Oil prices soared yesterday after an Iranian media report of a pipeline fire in top exporter Saudi Arabia though prices later pared back after CNBC cited a Saudi oil official saying the report was untrue.
Front-month Brent was down by $1.22 to $124.98 a barrel at 0917 GMT, after settling the previous session at highs not seen since April 2011 of $126.20.
Brent topped $128 a barrel in late post-settlement trade on Thursday, reaching levels not seen since July 2008, when the growing economic crisis drove oil to record peaks of more than $147 a barrel.

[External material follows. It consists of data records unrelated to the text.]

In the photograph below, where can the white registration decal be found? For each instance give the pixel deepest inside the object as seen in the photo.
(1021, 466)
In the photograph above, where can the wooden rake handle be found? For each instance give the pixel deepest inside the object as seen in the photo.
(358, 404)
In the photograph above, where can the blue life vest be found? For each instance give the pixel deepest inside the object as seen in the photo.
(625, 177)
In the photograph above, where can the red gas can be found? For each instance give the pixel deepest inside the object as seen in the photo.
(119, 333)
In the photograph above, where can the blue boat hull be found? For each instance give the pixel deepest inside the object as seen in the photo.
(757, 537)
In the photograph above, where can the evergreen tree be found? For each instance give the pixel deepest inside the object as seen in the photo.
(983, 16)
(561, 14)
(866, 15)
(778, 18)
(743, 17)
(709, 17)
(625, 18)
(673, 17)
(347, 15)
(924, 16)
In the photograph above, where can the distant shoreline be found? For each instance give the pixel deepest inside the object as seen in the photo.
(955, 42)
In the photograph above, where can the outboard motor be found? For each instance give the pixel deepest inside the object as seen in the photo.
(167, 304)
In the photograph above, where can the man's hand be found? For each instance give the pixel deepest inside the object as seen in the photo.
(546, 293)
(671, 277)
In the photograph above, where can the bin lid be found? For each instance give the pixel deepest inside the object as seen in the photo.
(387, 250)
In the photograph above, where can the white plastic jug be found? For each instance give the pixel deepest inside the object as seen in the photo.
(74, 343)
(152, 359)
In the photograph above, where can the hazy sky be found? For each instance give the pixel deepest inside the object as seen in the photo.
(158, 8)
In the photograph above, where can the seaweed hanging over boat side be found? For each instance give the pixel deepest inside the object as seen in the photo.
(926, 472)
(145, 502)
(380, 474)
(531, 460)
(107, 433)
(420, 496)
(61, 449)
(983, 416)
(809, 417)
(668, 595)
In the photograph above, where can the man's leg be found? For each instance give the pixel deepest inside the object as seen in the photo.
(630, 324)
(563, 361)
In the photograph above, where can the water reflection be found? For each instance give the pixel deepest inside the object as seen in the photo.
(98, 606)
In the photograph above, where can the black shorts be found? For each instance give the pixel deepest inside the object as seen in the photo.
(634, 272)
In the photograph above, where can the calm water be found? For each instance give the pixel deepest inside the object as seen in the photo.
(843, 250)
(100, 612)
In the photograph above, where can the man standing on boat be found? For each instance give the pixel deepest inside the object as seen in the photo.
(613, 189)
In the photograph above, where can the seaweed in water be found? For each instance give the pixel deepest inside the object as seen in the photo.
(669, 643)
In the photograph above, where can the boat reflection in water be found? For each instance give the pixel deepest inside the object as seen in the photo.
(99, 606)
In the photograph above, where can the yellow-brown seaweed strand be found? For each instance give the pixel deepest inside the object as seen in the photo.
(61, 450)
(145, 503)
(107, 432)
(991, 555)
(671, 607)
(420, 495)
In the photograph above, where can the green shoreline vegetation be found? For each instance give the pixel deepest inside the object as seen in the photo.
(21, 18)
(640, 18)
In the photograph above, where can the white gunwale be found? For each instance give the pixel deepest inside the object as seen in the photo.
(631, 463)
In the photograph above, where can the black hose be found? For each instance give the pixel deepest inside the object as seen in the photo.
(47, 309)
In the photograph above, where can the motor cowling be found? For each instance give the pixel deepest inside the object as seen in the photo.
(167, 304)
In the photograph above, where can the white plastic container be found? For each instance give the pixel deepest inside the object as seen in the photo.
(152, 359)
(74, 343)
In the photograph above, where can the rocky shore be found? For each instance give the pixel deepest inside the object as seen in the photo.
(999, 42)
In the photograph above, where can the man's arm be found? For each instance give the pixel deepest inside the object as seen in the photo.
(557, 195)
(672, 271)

“The market seems to normalise slowly, very slowly at best,” Commerzbank’s Carsten Fritsch said. “I don’t expect yesterday’s price increase to be fully priced out again since there are still concerns about supply disruptions and these concerns will be even greater now.”
Markets have been on edge this year due to threats of supply disruptions caused by the West’s standoff with Iran over its nuclear programme and production losses from South Sudan, Yemen, Syria and the North Sea.
“The market is asymmetric to information at the moment: it reacts strongly to price-supporting news and less so to negative news flow. This report shows just how nervous the market is on any news regarding supply disruptions,” Fritsch added.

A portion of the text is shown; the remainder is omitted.